The Swiss National Council (NC) rejected the parameters originally proposed by the Motion 24.4596 "Besserer Schutz des geistigen Eigentums vor KI-Missbrauch" / "Better Protection of Intellectual Property Against AI Misuse", put forward by Council of States (CS) member Petra Gössi of the liberal party, while affirming the overall need to strengthen the protection of copyrighted content against AI-related misuse. The NC adopted, however, the motion in an amended form on 16 September 2025.

Gössi submitted the motion in December 2024. It requires the Federal Council (FC) to ensure that copyrighted works (such as newspaper articles or picture) are protected when used by AI system providers. It proposes that rights holders must give explicit consent (in the sense of an opt-in) before their copyrighted works can be used to train generative AI systems, and that providers of publicly available AI systems should not be allowed to rely on existing exceptions in the Copyright Act (CopA), e.g., the right to use copyrighted works for purposes of scientific research (Article 24d CopA, Swiss law's text and data mining exception). The motion further stipulates that Swiss law should apply and that Swiss courts should have jurisdiction if products generated by such systems are made available in Switzerland.

The FC recommended adopting the motion. The CS approved it on 20 March 2025, after which the NC’s Committee for Science, Education, and Culture examined it on 5 September 2025. After consulting experts, the committee concluded that the motion would unduly restrict the permissible use of copyrighted works. The committee nevertheless supported the motion’s overall goal – the better protection of intellectual property against "AI misuse." The committee advised that the NC adopt the motion in an amended form. The amended motion requests the FC to implement stronger protection of intellectual property against "AI misuse," while ensuring Switzerland remains competitive in AI research, development, and commercialization (cf.
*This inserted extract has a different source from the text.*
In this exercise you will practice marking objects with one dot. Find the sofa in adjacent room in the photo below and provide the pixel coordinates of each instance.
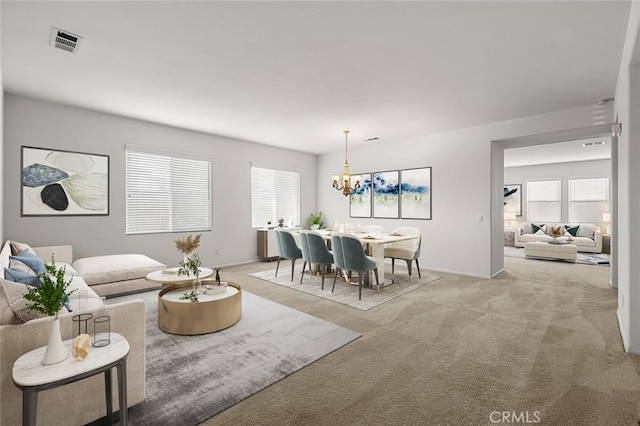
(22, 330)
(586, 237)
Report of the committee here). Overall, it offers considerably more leeway for specifying a balanced approach in the upcoming legislative process.

The NC discussed the motion on 16 September 2025, endorsed the committee’s assessment, and voted in favor of adoption in the amended form as proposed by the committee by 121 to 66 votes (with eight abstentions) (see the debate's transcript here). The motion will be reassigned to the CS for deliberation on the amended motion. Once the motion has passed, the FC will draft a detailed legislative proposal, with the Intellectual Property Institute already engaging in preparatory works.

From a legal and policy perspective, the initial motion approach was criticized as not only questionable with regard to the CopA's overall systematics but also hard to implement and likely an international outlier. The vast data requirements for training AI models would, indeed, seem to make it very hard to comprehensively identify copyrighted works within this data or to obtain consent from all copyright holders. If enforced as originally drafted, the motion may even pose a hurdle to AI research and development in Switzerland. This is all the more so since there are indications for a more lenient approach in the EU and the US. In its debate, the NC raised similar concerns and called for a practicable way to protect copyrighted works from misuse by AI providers. Alternative approaches could, for instance, include a collective licensing scheme, a statutory license (possibly with opt-out elements), or a more tailored, potentially royalty-bearing (e.g. "AI flat fee") copyright exception. Accordingly, the NC’s debate addressed several elements helpful to such approaches, and to achieving the Motion's overall goal, in particular (granular) machine-readable opt-out standards, transparency and reporting obligations, and effective enforcement measures.

Measures outside the CopA framework are not covered by the motion and were thus not explicitly addressed in the debate. Nevertheless, they should be part of the picture, since training data often include non-copyrighted works – or works whose copyright status is uncertain – such as raw and/or machine data portfolios and – increasingly – synthetic or modelled data.

In the context of the ongoing public and political discourse surrounding AI regulation, it will be imperative to monitor international legal developments, including the further unfolding of US and UK case law, and potential legislative measures in the US or Japan. This is to ensure that the Swiss regulatory framework, while taking content holder interests into consideration, will not impede Switzerland's status as a leading hub for innovation and technological progress.